Die üblichen Vorstellungen vom römischen Alltag schwanken zwischen zwei Extremen: Hier das luxuriöse Leben der Angehörigen der Oberschicht. Notorische Müßiggänger allesamt und stinkreiche, dekadente Sklaventreiber, die den ganzen Tag nichts anderes zu tun gehabt haben, als zu schlemmen, zu saufen und herumzuhuren. Dort ein arbeitsloses Lumpenproletariat, dumpf und narkotisiert von den beiden (kostenlos verabreichten) Drogen "Brot und Spiele". Beide Extreme hat es gegeben, der überwiegende Teil der Stadtrömer  lebte jedoch weitaus weniger spektakulär. Der Alltag dieser "Normalbürger" wird in der Sendung dargestellt.

 

Die meist von Mitgliedern der Oberschicht verfasste Literatur beschäftigte sich damit natürlich kaum. Dafür vermag die Archäologie den Durchschnittsalltag weitgehend zu rekonstruieren.

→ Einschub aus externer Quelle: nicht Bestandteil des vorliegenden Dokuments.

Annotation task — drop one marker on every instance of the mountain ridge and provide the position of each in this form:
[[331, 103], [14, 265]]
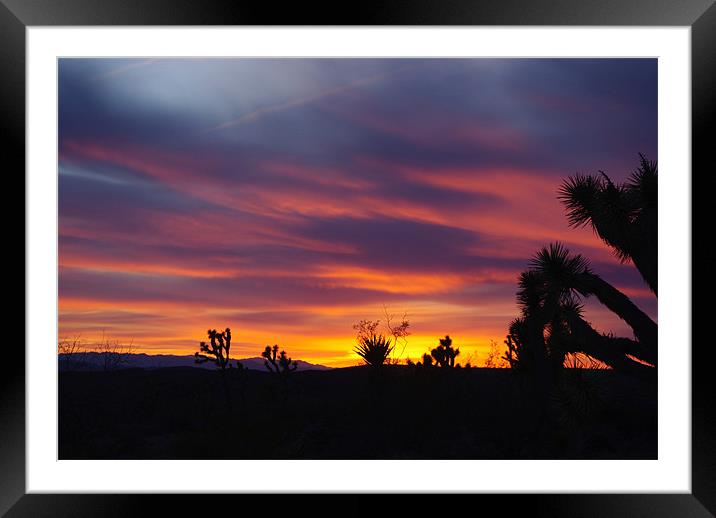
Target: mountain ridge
[[107, 361]]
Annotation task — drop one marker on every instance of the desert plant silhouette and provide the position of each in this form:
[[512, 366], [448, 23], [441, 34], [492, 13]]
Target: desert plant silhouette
[[374, 349], [551, 289], [279, 364], [445, 354], [217, 350], [624, 215]]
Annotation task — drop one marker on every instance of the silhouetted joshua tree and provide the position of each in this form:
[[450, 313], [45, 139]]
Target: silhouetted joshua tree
[[279, 364], [550, 291], [374, 349], [444, 354], [217, 350], [624, 216]]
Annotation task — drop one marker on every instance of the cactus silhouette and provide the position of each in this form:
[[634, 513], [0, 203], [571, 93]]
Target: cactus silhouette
[[374, 349], [444, 354], [277, 363], [217, 350]]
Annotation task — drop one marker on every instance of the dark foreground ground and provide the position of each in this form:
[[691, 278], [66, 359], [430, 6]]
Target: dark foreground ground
[[352, 413]]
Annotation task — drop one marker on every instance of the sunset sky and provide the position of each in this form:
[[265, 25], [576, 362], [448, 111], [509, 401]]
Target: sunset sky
[[290, 198]]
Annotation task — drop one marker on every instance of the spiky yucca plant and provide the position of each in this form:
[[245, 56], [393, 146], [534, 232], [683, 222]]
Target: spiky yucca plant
[[374, 349]]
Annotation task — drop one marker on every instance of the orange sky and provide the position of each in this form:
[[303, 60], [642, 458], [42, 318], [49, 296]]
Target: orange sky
[[289, 199]]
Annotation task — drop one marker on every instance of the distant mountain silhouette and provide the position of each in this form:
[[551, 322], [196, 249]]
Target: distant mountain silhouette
[[92, 361]]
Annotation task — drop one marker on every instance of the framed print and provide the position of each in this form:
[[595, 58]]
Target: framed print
[[414, 251]]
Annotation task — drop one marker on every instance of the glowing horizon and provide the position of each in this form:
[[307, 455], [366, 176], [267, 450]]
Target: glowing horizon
[[288, 199]]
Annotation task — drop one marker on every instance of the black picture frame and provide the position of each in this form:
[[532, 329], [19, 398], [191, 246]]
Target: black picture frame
[[700, 15]]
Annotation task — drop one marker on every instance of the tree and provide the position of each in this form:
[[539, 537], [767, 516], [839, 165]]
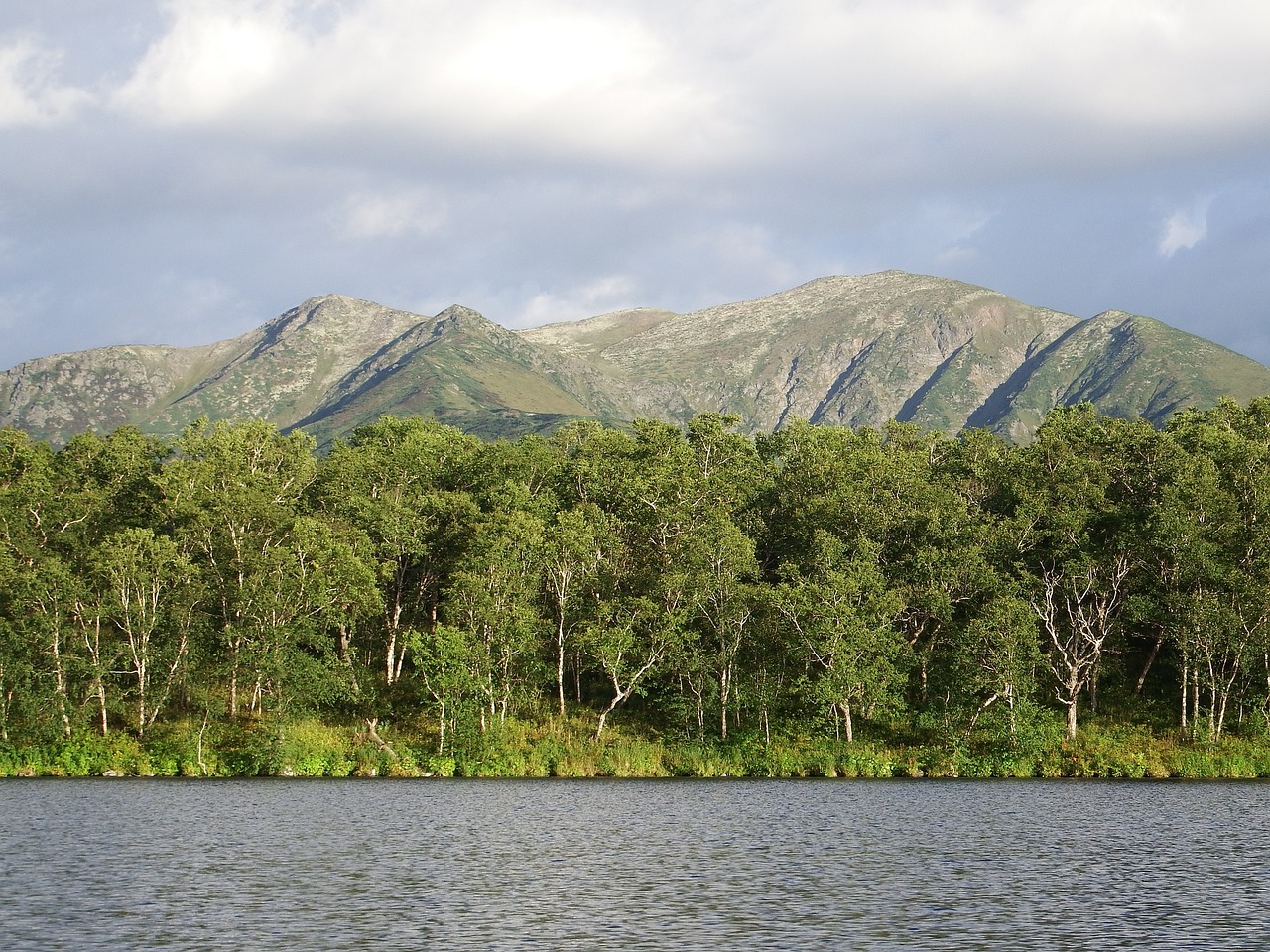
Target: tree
[[148, 590], [399, 481], [235, 492], [574, 552], [843, 615], [1083, 493]]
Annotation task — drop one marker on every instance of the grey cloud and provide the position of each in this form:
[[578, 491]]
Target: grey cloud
[[735, 150]]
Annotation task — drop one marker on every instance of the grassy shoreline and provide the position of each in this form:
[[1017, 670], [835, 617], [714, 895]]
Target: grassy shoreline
[[566, 749]]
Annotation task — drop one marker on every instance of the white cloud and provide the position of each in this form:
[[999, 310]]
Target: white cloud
[[213, 61], [557, 75], [30, 93], [611, 293], [1184, 229], [878, 86], [368, 214]]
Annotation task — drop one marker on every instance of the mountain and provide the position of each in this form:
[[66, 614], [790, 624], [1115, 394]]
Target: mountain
[[841, 350]]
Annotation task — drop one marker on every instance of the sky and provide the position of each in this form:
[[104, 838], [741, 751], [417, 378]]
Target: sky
[[180, 172]]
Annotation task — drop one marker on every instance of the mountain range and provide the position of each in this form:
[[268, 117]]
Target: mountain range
[[839, 350]]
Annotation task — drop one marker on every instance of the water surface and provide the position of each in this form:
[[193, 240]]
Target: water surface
[[633, 865]]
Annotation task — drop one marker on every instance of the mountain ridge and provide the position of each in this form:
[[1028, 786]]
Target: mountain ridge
[[839, 350]]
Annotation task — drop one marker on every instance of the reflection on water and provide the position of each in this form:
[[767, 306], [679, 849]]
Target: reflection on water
[[631, 865]]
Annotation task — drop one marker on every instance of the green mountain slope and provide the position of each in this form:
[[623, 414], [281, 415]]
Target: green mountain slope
[[841, 350]]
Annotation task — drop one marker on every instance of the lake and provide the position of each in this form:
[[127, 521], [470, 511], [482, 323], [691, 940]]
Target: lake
[[633, 865]]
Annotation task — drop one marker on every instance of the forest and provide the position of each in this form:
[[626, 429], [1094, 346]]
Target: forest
[[648, 601]]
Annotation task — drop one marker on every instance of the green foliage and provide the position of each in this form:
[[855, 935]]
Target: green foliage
[[662, 602]]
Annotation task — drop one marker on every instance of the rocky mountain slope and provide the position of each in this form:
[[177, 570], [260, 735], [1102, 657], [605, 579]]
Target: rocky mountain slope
[[842, 350]]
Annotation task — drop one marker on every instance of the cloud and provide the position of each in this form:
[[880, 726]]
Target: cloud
[[611, 293], [368, 214], [1184, 229], [30, 93], [558, 76]]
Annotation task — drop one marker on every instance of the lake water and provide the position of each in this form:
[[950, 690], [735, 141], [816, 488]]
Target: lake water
[[633, 865]]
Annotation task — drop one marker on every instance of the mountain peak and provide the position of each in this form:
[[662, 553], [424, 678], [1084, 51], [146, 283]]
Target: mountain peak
[[838, 349]]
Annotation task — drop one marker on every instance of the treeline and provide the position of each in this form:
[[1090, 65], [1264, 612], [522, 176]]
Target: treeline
[[693, 583]]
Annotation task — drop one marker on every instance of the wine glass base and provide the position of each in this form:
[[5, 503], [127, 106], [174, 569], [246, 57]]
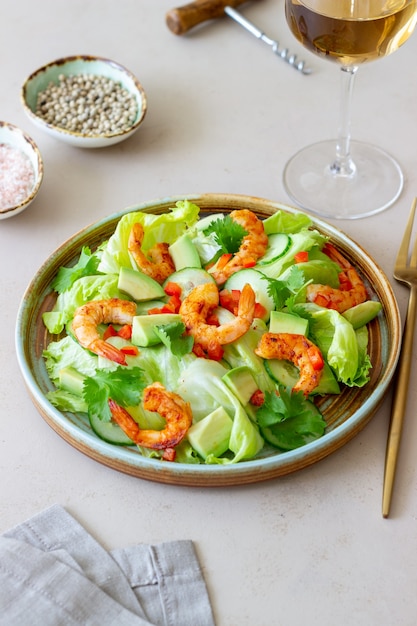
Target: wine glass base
[[310, 183]]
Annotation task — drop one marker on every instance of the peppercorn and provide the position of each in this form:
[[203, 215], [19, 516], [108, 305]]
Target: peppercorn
[[87, 104]]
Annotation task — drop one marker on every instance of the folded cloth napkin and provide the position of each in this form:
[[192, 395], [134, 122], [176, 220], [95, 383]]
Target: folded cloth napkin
[[53, 572]]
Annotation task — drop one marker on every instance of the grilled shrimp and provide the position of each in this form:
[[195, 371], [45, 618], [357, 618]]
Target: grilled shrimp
[[253, 245], [90, 315], [197, 306], [351, 292], [169, 405], [157, 262], [297, 349]]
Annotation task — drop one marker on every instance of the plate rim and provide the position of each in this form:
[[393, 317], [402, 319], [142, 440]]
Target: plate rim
[[244, 472]]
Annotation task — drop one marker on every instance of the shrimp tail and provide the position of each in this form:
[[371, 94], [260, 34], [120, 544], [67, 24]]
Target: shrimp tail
[[170, 406], [108, 351]]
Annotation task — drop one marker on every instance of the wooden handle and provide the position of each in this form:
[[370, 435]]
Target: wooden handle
[[182, 19]]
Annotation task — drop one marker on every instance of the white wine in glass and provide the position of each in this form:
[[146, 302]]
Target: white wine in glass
[[342, 178]]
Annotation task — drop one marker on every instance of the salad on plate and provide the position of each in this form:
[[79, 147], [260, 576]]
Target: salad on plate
[[205, 339]]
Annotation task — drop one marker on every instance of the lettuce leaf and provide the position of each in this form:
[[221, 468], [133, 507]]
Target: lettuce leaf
[[283, 222], [302, 241], [68, 353], [166, 227], [342, 347], [202, 386], [84, 289]]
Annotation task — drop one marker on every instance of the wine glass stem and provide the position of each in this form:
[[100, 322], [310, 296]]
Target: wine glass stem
[[343, 164]]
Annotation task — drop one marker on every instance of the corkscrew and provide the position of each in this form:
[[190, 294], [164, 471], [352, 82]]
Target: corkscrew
[[182, 19], [283, 53]]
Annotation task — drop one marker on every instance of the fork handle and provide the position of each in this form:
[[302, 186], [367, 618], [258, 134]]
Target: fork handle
[[399, 401]]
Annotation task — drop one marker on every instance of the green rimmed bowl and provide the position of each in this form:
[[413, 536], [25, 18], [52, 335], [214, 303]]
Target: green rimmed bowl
[[39, 80], [345, 414]]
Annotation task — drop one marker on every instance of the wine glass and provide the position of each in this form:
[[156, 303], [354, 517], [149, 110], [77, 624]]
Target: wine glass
[[343, 178]]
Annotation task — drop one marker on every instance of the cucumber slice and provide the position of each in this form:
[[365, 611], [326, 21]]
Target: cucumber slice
[[109, 431], [188, 278], [278, 245], [286, 374], [258, 284]]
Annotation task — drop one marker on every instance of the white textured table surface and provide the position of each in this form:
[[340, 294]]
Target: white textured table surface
[[224, 115]]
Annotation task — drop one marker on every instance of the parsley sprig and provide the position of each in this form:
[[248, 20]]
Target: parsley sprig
[[123, 385], [288, 420], [228, 234], [285, 292]]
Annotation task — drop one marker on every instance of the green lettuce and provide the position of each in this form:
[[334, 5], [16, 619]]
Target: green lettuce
[[344, 349], [166, 227], [84, 289], [304, 241], [202, 386], [283, 222]]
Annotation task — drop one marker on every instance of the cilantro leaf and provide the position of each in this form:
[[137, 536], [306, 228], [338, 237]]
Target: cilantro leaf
[[172, 336], [227, 233], [289, 420], [86, 265], [123, 385], [285, 292]]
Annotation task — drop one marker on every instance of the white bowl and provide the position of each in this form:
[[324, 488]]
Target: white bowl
[[13, 137], [39, 80]]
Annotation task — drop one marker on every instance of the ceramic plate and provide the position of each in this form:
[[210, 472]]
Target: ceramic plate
[[345, 414]]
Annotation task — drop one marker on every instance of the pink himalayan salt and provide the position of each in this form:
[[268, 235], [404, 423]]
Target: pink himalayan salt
[[17, 177]]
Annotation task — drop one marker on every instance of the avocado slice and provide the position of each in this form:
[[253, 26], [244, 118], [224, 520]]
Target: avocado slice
[[138, 285], [241, 382], [211, 435], [363, 313], [281, 322], [143, 327]]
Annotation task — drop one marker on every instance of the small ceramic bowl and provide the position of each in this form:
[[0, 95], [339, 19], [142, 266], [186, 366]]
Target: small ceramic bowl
[[21, 170], [81, 65]]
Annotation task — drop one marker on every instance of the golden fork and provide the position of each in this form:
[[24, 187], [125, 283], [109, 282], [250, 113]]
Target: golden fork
[[406, 272]]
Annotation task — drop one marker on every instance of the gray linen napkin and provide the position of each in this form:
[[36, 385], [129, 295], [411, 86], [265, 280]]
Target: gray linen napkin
[[53, 572]]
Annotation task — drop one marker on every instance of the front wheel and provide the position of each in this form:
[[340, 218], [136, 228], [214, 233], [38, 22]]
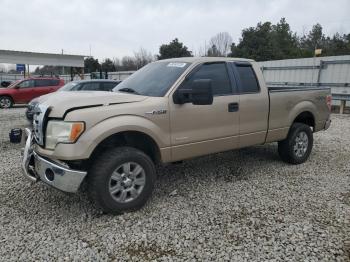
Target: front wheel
[[5, 102], [121, 179], [296, 148]]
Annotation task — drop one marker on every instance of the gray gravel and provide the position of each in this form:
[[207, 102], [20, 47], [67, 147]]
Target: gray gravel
[[243, 205]]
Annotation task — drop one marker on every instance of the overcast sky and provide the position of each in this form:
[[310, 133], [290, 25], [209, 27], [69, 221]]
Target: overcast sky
[[116, 28]]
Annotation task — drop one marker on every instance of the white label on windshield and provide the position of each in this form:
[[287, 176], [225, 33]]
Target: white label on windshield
[[176, 64]]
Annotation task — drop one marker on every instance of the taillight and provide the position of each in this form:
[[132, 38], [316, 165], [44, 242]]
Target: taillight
[[329, 102]]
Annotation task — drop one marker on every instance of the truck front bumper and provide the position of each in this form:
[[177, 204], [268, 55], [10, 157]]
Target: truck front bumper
[[36, 168]]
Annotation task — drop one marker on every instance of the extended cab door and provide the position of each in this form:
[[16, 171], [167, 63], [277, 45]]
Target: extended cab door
[[253, 103], [202, 129]]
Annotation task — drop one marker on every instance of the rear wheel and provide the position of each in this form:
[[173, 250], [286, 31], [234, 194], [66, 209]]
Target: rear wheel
[[121, 179], [296, 148], [5, 102]]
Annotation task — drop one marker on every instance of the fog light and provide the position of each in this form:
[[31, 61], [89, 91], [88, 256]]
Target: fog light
[[49, 174]]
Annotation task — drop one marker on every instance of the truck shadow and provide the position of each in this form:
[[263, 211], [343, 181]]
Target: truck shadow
[[227, 167]]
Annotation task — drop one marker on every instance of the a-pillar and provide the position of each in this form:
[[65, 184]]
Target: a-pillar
[[342, 106]]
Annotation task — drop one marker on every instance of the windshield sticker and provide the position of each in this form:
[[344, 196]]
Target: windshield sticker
[[176, 65]]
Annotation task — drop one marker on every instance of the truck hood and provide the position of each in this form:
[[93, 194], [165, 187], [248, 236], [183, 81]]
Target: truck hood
[[61, 102]]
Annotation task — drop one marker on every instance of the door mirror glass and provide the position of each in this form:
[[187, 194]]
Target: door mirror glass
[[198, 93]]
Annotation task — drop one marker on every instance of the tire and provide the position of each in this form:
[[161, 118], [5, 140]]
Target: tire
[[6, 102], [101, 183], [296, 148]]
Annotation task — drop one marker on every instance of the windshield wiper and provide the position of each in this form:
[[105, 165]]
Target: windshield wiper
[[128, 90]]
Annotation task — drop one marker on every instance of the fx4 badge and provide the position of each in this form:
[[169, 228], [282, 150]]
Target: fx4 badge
[[156, 112]]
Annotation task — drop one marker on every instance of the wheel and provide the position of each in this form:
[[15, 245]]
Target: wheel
[[296, 148], [5, 102], [121, 179]]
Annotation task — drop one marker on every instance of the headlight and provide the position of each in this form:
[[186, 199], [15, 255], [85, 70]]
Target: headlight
[[62, 132]]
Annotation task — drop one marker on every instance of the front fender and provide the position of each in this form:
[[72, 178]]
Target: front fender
[[92, 137]]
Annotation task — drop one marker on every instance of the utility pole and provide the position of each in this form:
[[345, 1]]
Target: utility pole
[[62, 66]]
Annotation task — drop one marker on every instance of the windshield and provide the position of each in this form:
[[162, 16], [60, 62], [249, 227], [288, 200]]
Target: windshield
[[154, 79], [68, 87]]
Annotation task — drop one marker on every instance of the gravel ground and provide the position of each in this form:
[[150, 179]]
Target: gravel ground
[[243, 205]]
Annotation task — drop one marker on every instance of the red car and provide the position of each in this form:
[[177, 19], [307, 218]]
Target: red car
[[23, 91]]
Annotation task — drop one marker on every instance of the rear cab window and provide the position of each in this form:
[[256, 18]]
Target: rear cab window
[[246, 78], [216, 72]]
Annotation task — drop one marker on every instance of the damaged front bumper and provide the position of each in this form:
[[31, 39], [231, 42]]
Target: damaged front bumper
[[37, 168]]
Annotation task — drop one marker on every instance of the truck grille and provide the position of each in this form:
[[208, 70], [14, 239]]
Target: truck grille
[[39, 115]]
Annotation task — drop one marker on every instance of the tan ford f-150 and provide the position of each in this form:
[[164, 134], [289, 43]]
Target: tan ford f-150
[[168, 111]]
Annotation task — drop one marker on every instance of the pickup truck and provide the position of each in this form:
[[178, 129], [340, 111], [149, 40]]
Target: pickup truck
[[168, 111]]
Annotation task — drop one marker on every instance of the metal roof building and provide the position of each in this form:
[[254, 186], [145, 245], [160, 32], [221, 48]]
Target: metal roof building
[[329, 71], [31, 58]]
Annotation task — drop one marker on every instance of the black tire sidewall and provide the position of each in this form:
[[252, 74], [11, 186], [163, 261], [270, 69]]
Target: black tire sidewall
[[296, 129], [100, 177]]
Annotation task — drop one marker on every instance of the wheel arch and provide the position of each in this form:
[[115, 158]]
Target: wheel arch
[[136, 139], [305, 117]]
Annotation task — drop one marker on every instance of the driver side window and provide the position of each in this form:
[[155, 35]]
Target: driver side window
[[217, 73], [26, 84]]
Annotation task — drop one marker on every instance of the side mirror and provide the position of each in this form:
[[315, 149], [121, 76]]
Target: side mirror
[[200, 93]]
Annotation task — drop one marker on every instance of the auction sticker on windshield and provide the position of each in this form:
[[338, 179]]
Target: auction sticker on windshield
[[176, 65]]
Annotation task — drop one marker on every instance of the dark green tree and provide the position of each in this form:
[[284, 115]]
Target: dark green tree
[[256, 43], [91, 65], [314, 40], [108, 65], [173, 49]]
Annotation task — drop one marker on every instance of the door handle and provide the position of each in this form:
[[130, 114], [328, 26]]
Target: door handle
[[233, 107]]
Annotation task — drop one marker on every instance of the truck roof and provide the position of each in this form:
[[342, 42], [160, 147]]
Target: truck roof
[[205, 59]]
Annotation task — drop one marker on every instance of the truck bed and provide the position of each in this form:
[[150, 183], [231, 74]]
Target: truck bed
[[288, 102]]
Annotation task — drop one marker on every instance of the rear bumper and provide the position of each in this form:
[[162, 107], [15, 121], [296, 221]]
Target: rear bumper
[[36, 168]]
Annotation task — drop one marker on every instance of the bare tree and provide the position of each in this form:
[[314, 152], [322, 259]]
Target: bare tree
[[128, 63], [142, 57], [222, 42]]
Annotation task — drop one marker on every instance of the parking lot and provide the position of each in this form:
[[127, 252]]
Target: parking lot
[[239, 205]]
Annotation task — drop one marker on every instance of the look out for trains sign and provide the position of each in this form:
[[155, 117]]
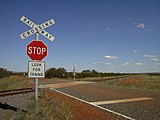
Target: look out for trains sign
[[36, 69], [36, 50]]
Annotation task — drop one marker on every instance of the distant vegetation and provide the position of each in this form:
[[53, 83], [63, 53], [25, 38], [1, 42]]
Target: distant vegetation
[[62, 73], [142, 81]]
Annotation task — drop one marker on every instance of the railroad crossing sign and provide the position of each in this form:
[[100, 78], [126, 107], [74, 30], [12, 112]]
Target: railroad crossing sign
[[37, 28], [37, 50]]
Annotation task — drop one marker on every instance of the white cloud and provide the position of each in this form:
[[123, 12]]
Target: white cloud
[[136, 50], [111, 57], [108, 28], [157, 64], [154, 59], [139, 64], [108, 63], [149, 56], [139, 25], [125, 64]]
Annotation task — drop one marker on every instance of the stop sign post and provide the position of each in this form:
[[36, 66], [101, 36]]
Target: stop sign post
[[36, 50]]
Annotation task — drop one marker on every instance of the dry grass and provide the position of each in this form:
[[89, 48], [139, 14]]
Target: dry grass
[[14, 82], [49, 108], [145, 82]]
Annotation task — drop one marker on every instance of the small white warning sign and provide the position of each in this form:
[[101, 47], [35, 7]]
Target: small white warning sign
[[36, 69]]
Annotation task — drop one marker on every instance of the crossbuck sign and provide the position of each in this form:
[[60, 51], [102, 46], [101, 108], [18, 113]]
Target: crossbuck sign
[[37, 28]]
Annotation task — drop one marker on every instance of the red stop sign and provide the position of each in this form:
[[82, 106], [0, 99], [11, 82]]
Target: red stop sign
[[37, 50]]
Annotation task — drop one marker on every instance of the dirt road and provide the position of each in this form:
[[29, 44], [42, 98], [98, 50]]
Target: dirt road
[[129, 103]]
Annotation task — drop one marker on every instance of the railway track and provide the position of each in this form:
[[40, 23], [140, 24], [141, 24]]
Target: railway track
[[15, 92]]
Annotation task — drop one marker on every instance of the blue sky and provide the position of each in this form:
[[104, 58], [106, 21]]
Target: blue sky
[[105, 35]]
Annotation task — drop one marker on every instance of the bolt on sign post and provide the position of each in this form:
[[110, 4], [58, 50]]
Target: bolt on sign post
[[36, 50]]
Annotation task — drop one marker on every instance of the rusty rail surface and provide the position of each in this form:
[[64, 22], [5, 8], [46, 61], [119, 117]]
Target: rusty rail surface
[[15, 92]]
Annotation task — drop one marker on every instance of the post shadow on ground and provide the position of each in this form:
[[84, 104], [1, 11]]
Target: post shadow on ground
[[6, 106]]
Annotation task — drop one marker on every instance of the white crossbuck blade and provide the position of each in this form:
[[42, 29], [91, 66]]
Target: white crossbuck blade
[[37, 28]]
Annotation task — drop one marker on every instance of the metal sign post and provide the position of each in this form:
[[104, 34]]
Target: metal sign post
[[36, 82], [36, 71]]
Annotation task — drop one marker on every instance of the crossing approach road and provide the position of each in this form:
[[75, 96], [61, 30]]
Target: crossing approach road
[[128, 103]]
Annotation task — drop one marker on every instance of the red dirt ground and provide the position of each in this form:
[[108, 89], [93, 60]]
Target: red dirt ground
[[82, 111]]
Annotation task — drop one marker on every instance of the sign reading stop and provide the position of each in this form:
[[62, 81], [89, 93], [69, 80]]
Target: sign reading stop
[[37, 50]]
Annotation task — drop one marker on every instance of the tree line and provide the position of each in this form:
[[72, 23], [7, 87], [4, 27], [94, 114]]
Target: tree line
[[62, 73]]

Pompeji z.B. stellt geradezu ein Freiluftmuseum für das römische Alltagsleben dar, weil die Asche des Vesuvausbruchs vom Jahr 79 einfach alles konserviert hat: Von ganzen Wohnanlagen, Gebrauchs- und Einrichtungsgegenstände, bis hin zu kompletten Läden, Kneipen, Bordellen, Graffitis, ja sogar Lebensmitteln. Trotzdem kann auch Pompeji nur bedingt als repräsentativ gelten: Es war eine ziemlich vornehme Provinzstadt und beliebte Sommerfrische der stadtrömischen Prominenz. Aber andere Ausgrabungsstätten, wie das ebenfalls vorzüglich erhaltene, weitaus urbanere Ostia, vermögen das in Pompeji gewonnene Bild zu vervollständigen.

 

Zur Wohnsituation

Um die Zeit von Christi Geburt zählte Rom rund eine Million Einwohner. Die meisten davon lebten weder in schicken Villen noch in mondänen Palästen, sondern in Mietskasernen, den sogenannten Insulae. Das waren riesige, mindestens drei- oder viergeschossige  Wohnblocks.  Einige der älteren Insulae besaßen sogar zehn Etagen. Aber Kaiser Augustus begrenzte die erlaubte Bauhöhe wegen der Brandgefahr auf 21m, so dass zu seiner Zeit "nur" noch bis zu siebenstöckige Mietshäuser errichtet wurden. Insulae wurden nach ihren Besitzern genannt und waren beliebte Spekulationsobjekte. Die Bausubstanz ließ aus Gründen der Kostenersparnis oft zu wünschen übrig, Einstürze waren deshalb häufig. Das stadtrömische Mietniveau war im Vergleich zur Provinz horrend. Vergeblich versuchten die Kaiser immer wieder gegen den Mietwucher vorzugehen.

 

Ausstattung wie sozialer Status der Mieter wiesen in vielen Insulae ein erhebliches Gefälle auf: In den beiden unteren Stockwerken lebten oft "bessere" Leute in großzügigen  Mehrzimmerwohnungen. Unter dem Dach bewohnten dagegen arme Familien ein winziges Loch.

Die Einrichtung der Wohnungen beschränkte sich im Allgemeinen aufs Notwendigste: ein paar Betten, Regale, Truhen, Stühle, Tisch. Schränke waren unbekannt.  Die griechische Sitte, beim Essen zu liegen, hatten nur die Reichen übernommen. Geheizt wie gekocht wurde mittels eiserner Holzkohlebecken.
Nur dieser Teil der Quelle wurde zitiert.